Endocrine Abstracts (2003) 5 P72

Relationships between IL-6 levels and anthropometric, metabolic and hormonal parameters in women with PCOS and the effect of treatment with metformin

T Tsilchorozidou1, V Mohamed-Ali2 & GS Conway1


1Department of Endocrinology, The Middlesex Hospital, UCL, London, UK; 2Adipokines and Metabolism Research Group2, University College London, London, UK.

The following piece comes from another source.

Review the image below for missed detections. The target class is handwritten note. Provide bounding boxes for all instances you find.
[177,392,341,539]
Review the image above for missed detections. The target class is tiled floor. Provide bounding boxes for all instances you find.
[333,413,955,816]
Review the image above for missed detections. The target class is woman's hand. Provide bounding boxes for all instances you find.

Over a third of women with polycystic ovarian syndrome (PCOS) display glucose intolerance and multiple risk factors for cardiovascular disease, including central obesity. Interleukin-6, a cytokine that is mainly derived from adipose tissue, has recently been implicated as an important link in the development of cardiovascular disease in obesity. We determined the relations between circulating Interleukin-6 levels and anthropometric, metabolic and hormonal parameters in 38 women with PCOS (mean age: 27plus/minus6 years; mean BMI: 28plus/minus6 kg/m2), along with the effects of short-term Metformin treatment (1500 mg per day) on these variables.
Inteleukin-6 levels in women with PCOS correlated significantly with CRP (r=0.82), BMI (r=0.81) and waist (r=0.76) as well as with indices of insulin sensitivity: FI (r=0.69) and HOMA-R (r=0.60). CRP levels also correlated significantly with BMI (r=0.69) and waist (r=0.63) as well as with indices of insulin sensitivity: FI (r=0.60) and HOMA-R (r=0.48). In multiple regression analysis, the association between Inteleukin-6 and obesity was independent of insulin resistance, with this adipokine being the main determinant of CRP, replacing both obesity and insulin resistance parameters. In a subset of 22 PCOS patients (Obese=11; Lean=11), 6 weeks of metformin therapy produced a significant reduction in weight (80.2 to 78.0 kg; p<0.001), waist (88.7 to 86.3 cm; p=0.015) and CRP (3.7 to 2.5 mg.L-1; p=0.006), but not IL-6 (p=0.62).
In conclusion, IL-6 levels in women with PCOS reflect obesity and independently regulate CRP concentrations. Furthermore, Metformin therapy facilitates early weight loss and reduction of Interleukin-6-regulated CRP, prior to any significant changes in IL-6 levels or insulin resistance. Metformin, by reducing increased C-Reactive Protein concentrations -a marker of low grade chronic inflammation- could have a beneficial effect on reducing the risk for cardiovascular disease and type 2 diabetes. In addition, modulating inflammation may be the mechanism by which Metformin improves PCOS.